There are several possible drug interactions with mirtazapine. The effectiveness of the medication may be affected by these factors. It is also possible for interactions to cause dangerous and preventable side effects.


Taking mirtazapine with the following medications is not recommended:


  • Intravenous methylene blue

  • Phenytoin (Dilantin)

  • Carbamazepine (Tegretol)

  • Benzodiazepines

  • Other medications that increase the risk of serotonin syndromes, such as lithium or triptans

  • Heart rhythm medications like amiodarone

  • Monoamine oxidase inhibitors (MAOIs)

  • Linezolid (Zyvox)

  • Warfarin


Interactions listed here are not all-inclusive.


Please inform your medical provider and pharmacist if you take any over-the-counter (OTC) medications, herbs, or dietary supplements.



Mirtazapine may increase the risk of suicidal thoughts in young adults, as with other antidepressants. A profound side effect may occur if mirtazapine is taken with other medications or substances that affect serotonin levels. A heart problem called QT prolongation may be associated with mirtazapine. Fast and irregular heartbeats, dizziness, and fainting are symptoms. Patients with a history of heart disease, low potassium or magnesium levels, and older adults are more likely to develop this complication.

Drowsiness can occur during the day when taking mirtazapine. Before you know how the medication affects you, avoid driving or operating heavy machinery. There can be complications if you suddenly stop taking mirtazapine. To help avoid side effects or complications, your healthcare provider will gradually taper your dosage if you must stop taking mirtazapine. The use of mirtazapine during pregnancy should only be recommended if it is the only option available to the patient's healthcare provider. In the third trimester, it can cause side effects in the infant.


When to See a Doctor

Seek medical attention if you have sleep problems and OTC remedies aren't helping. They can recommend an appropriate treatment option. You will be asked about your symptoms, medical conditions, and other factors that you think may contribute to sleep problems.


Consider speaking to your healthcare provider if you already take mirtazapine:


  • Questions about side effects

  • How to use mirtazapine for sleep

  • How mirtazapine may affect other aspects of your health

  • How to safely discontinue mirtazapine

  • Your dosage


A mental health emergency should be treated at an emergency room or by calling 112.

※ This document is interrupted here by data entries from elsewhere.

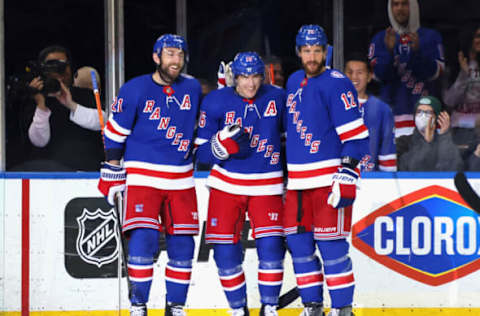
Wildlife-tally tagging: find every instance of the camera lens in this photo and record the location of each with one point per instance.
(50, 85)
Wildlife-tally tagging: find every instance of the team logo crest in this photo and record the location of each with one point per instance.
(429, 235)
(97, 241)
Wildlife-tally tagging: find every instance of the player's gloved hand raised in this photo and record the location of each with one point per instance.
(224, 75)
(344, 187)
(112, 180)
(231, 140)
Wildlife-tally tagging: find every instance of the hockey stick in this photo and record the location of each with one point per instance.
(118, 199)
(287, 298)
(466, 191)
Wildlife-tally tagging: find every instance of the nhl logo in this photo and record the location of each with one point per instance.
(97, 241)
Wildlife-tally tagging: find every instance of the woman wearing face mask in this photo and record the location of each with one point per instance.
(430, 147)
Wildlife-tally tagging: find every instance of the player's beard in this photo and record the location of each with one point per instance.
(312, 68)
(165, 75)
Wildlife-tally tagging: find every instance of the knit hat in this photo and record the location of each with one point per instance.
(413, 20)
(431, 101)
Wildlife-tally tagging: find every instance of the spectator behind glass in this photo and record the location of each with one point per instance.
(473, 159)
(377, 116)
(405, 58)
(206, 85)
(274, 64)
(429, 149)
(463, 96)
(64, 126)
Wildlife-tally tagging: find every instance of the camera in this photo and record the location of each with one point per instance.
(18, 85)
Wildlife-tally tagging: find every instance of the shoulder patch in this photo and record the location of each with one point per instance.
(336, 74)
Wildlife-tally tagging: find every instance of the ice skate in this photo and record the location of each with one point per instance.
(138, 310)
(313, 309)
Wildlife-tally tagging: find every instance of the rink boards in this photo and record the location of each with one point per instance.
(415, 250)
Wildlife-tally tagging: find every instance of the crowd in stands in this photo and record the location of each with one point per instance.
(414, 125)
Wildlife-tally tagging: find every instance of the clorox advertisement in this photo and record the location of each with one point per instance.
(415, 249)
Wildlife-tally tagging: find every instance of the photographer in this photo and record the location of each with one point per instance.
(64, 127)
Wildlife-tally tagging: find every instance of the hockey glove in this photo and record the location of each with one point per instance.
(231, 140)
(224, 75)
(112, 180)
(344, 187)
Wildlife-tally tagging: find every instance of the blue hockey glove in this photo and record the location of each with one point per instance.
(112, 181)
(344, 188)
(231, 140)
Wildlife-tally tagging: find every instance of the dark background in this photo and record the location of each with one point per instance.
(216, 29)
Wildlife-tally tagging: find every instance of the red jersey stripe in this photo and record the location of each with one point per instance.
(351, 133)
(312, 173)
(340, 280)
(160, 174)
(215, 173)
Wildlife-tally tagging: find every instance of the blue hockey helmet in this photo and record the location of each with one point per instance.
(310, 34)
(170, 40)
(248, 63)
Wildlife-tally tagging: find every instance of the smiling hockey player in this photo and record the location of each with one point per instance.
(152, 128)
(239, 134)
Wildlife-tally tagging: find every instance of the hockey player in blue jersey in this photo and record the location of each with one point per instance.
(377, 116)
(406, 59)
(239, 132)
(326, 139)
(151, 128)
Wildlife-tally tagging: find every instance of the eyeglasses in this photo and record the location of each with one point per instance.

Frequently Asked Questions


What are the pros and cons of mirtazapine?


Tetracyclic antidepressants such as mirtazapine are used to treat depression. In addition to treating major depression, it may also be used to treat sleep disorders by some healthcare providers. Mirtazapine should only be taken according to the instructions.


Mirtazapine should be taken at night; at what time?

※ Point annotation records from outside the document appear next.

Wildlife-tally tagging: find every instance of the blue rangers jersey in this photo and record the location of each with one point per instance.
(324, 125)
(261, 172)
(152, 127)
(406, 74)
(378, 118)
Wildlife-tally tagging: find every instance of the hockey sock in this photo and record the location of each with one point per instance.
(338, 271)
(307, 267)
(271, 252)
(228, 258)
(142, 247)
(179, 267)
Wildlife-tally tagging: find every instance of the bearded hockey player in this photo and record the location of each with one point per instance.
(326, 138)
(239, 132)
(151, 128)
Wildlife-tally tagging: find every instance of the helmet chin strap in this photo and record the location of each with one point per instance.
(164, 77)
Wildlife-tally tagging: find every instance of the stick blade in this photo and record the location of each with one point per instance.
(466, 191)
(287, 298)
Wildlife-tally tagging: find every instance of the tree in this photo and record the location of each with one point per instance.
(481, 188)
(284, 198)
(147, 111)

Mirtazapine should be taken as directed by your healthcare provider and pharmacist. Taking it every day at the same time is usually recommended.


What are the benefits of mirtazapine for sleep and anxiety?


In people with depression, mirtazapine may improve mood, reduce anxiety, and improve sleep. Other benefits may also be derived from it. To recommend the medication that will be most effective for you, your healthcare provider will consider your health conditions and symptoms.